Wat was een vergulder?
Een vergulder is iemand die metaal, glas, e.d. met een laagje goud of met goudverf bedekt in b.v. een spiegelfabriek of lijstenmakerij. Vergulden is het bedekken van een voorwerp met een laagje goud.
Bij vergulden brengt men een laagje goud aan op een voorwerp wat op verschillende manieren kan. Het is een eeuwenoud proces. Afhankelijk van het te vergulden object kiest men de juiste methode. Men kan kiezen voor galvanisch vergulden of voor bladgoud. Ook kan men een voorwerp vergulden door dit onder te dompelen in vloeibaar goud.
Het vergulden van schilderijlijsten geschiedt vaak met gebruik van bladgoud in mixtion (Dit is een gebruiksklare vloeistof voor het opleggen van bladgoud). Een goede hechting en hoogglans verkreeg men door bruineren met agaat. Keramiek kan men vergulden door het aanbrengen van goudpoeder dat met een olieachtige stof is vermengd.
Tijdens het bakproces zal de olie verbranden en smelten de goudkorrels aaneen. Het goudpoeder kan eventueel vervangen worden door goudzouten. Door reductie worden deze zouten in de oven omgezet en blijft zuiver goud achter.

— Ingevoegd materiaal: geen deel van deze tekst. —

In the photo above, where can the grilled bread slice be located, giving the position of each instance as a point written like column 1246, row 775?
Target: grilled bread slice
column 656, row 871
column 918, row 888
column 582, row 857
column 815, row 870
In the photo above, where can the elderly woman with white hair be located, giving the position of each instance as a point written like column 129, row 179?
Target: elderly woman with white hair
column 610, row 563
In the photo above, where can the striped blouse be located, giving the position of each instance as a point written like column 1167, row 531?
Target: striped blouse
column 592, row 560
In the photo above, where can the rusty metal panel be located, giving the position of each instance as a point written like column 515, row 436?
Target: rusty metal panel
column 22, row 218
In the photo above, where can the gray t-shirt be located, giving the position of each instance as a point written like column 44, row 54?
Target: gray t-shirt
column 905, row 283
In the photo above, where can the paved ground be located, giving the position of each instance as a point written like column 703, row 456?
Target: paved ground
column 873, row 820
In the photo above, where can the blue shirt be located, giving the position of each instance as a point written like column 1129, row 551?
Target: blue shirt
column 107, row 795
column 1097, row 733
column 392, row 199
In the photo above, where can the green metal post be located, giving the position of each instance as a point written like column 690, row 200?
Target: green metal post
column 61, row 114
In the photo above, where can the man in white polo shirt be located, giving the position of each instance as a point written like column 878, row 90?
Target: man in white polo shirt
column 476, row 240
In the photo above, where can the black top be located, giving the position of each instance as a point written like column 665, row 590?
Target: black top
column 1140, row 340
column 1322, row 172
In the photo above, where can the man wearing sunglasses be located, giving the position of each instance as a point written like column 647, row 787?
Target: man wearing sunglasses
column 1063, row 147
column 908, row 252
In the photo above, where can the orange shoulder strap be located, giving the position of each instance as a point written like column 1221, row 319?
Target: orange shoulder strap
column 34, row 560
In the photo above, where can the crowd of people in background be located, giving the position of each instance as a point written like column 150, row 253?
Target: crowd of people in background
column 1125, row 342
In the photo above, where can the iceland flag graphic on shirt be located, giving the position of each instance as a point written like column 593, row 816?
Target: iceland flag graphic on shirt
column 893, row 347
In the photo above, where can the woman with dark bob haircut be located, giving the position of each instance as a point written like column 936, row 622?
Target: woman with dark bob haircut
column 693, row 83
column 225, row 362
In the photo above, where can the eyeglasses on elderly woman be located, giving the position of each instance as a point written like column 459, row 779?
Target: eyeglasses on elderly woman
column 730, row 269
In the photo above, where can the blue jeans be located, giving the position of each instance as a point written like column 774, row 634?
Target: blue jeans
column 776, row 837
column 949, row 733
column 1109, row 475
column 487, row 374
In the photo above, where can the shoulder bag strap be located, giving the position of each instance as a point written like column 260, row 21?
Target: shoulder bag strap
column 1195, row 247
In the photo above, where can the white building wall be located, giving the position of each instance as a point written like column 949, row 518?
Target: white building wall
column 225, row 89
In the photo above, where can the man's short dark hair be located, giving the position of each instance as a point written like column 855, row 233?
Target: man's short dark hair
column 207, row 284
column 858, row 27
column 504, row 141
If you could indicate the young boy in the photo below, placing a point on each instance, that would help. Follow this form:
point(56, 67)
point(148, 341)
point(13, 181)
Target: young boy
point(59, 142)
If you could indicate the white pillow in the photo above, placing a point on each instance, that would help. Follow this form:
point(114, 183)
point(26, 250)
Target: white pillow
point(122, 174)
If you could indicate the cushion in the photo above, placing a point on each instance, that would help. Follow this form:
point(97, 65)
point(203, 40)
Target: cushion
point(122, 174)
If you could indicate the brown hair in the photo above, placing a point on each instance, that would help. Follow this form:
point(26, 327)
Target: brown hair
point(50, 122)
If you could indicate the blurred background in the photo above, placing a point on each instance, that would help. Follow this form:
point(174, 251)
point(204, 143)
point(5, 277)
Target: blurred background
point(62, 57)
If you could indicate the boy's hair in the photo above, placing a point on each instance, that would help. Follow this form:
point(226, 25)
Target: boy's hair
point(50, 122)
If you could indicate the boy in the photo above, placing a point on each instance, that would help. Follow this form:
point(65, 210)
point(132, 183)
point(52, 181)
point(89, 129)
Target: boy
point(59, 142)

Stempelen en vergulden achter glas
Oneindig veel voorwerpen en materialen kunnen worden verguld. Niet alleen de hierboven beschreven materialen, maar ook glas, papier, linnen, leer, perkament, enzovoort. Door stempels van messing te verhitten kan men decoraties en teksten in bladgoud aanbrengen op boeken. Boeken werden ook wel verguld op de snede.
Goedkoper was het natuurlijk om alleen de bovenste snede te vergulden. Immers, alleen deze snede was zichtbaar wanneer de boeken in een boekenkast stonden. Dit vergulden van uitsluitend de bovenste snede wordt kopverguld genoemd. Achterglas vergulden was een kunst apart en wordt tegenwoordig nog maar bij hoge uitzondering toegepast. Dit ambacht is bijna uitgestorven door gebrek aan kundige ambachtslieden.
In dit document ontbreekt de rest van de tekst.